Fandom: Supernatural

Personaggi: Sam e Dean

Ispirata alla 7x17

Warning: Iniezioni, Situazioni imbarazzanti

 

Scritta per l'Advent Calendar, gruppo facebook Hurt/Comfort Italia

 

Prompt: Stivali

 

 

Stivali

 

 

 

Ciabatte di gomma. Bianche.

Passo pesante. Ne sente la vibrazione sul pavimento rivestito di plastica, proprio sotto la sua tempia.

Una mano gli afferra la spalla: è pesante anche quella e odora di disinfettante.

Sam ricaccia indietro la nausea, riesce ancora a farlo. Per il momento.

La mano si sposta sulla sua testa e la preme contro il pavimento, un ago lo punge alla base del collo.

“Vediamo se con questo stai buono” borbotta una voce maschile.

Non la conosce e non gli piace.

E vorrebbe dirgli che qualsiasi cosa gli stia iniettando, non è necessaria: non ha la forza nemmeno per sollevarsi da terra e qualora l'avesse, la camicia di forza non gli permetterebbe molti altri movimenti.

Ma forse l'inserviente ha solo paura, pensa Sam, anche lui a volte ha paura di se stesso.

La vista si annebbia.

Anche pensare diventa difficile.

La figura che si allontana da lui ha adesso contorni sfocati.

La porta si chiude con rumore metallico, attutito dalle imbottiture.

Tutto è troppo bianco.

… Finché Lucifero non lo tinge di rosso.

 

 

I passi sono leggeri questa volta, tanto che quasi non li sente.

Le ciabatte sono rosa pallido, la suola è di gomma, ma la banda orizzontale che attraversa il piede è di spugna.

Sembra morbida. Sam vorrebbe poterla toccare.

Una mano gli scosta i capelli dal viso ed appoggia delicatamente un termometro contro l'interno del suo orecchio.

Il suono che emette non è allarmante.

“Bene” commenta lieve una voce femminile.

Sembra giovane, Sam decide che può tentare.

“Devo andare in bagno” biascica con voce impastata.

“Ok, Sam” risponde. “Dammi solo qualche minuto.”

Quando esce dalla stanza, Sam si chiede se sia stata reale oppure no.
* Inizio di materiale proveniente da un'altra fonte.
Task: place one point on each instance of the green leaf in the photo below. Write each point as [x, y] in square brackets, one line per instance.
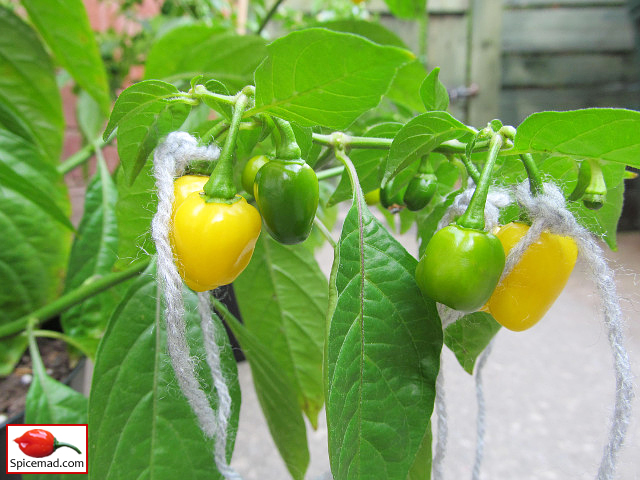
[368, 163]
[601, 133]
[420, 136]
[28, 89]
[93, 254]
[187, 51]
[51, 402]
[433, 93]
[421, 468]
[141, 424]
[282, 295]
[135, 207]
[277, 398]
[407, 8]
[468, 336]
[383, 355]
[320, 77]
[64, 25]
[33, 246]
[11, 350]
[144, 113]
Lucifero dall'angolo opposto fa spallucce.

“E chi può dirlo, Sammy?” gli risponde ciarliero.

La porta, però, si riapre poco dopo.

Nella porzione obliqua di stanza che riesce a vedere, compaiono due scarpe lucide: sono marroni ed eleganti e si muovono col fare sicuro di chi ha fatto di quella miseria la sua quotidianità.

Si china su di lui.

“Samuel, non siamo qui per torturarla, ma per aiutarla” gli dice.

Sam ha qualche dubbio in proposito, ma si sforza di annuire.

Dean gli suggerirebbe di essere compiacente, per avere una possibilità.

Il primario della clinica si alza.

“Molto bene” dichiara. “Karl e Mike l'assisteranno nelle sue necessità.”

Quattro piedi, coperti da calzari verdi, entrano nella stanza.

Sam rabbrividisce.

Lucifero ride.

I suoi piani di ribellione si smontano nell'istante in cui si rende conto che Karl e Mike non hanno alcuna intenzione di concedergli un momento di solitudine, e che dalla camicia di forza è stato liberato solo momentaneamente.

“Non sarai mica pudico, Sammy?” ridacchia Lucifero, appoggiandosi al piccolo lavandino con le braccia incrociate al petto.

Sam lo ignora.

La stessa cosa tenta di fare con l'imbarazzo che gli accelera i battiti.

Quando si cala i pantaloni di fronte a quel pubblico, pensa solo che non riuscirà a trovare la forza di combattere, non più. Del resto non riesce neanche a tenere l'equilibrio mentre sta seduto su di un maledetto cesso.

Una mano provvidenziale sulla spalla gli impedisce di cadere in avanti, peccato che non possa trattenere allo stesso modo le lacrime che gli bagnano le ciglia.

Quando lo riaccompagnano nella panic room non può far altro che accasciarsi nello stesso punto di prima e attendere il prossimo paio di scarpe che oltrepasserà la soglia.

 

 

Non passa molto prima che la porta si apra di nuovo.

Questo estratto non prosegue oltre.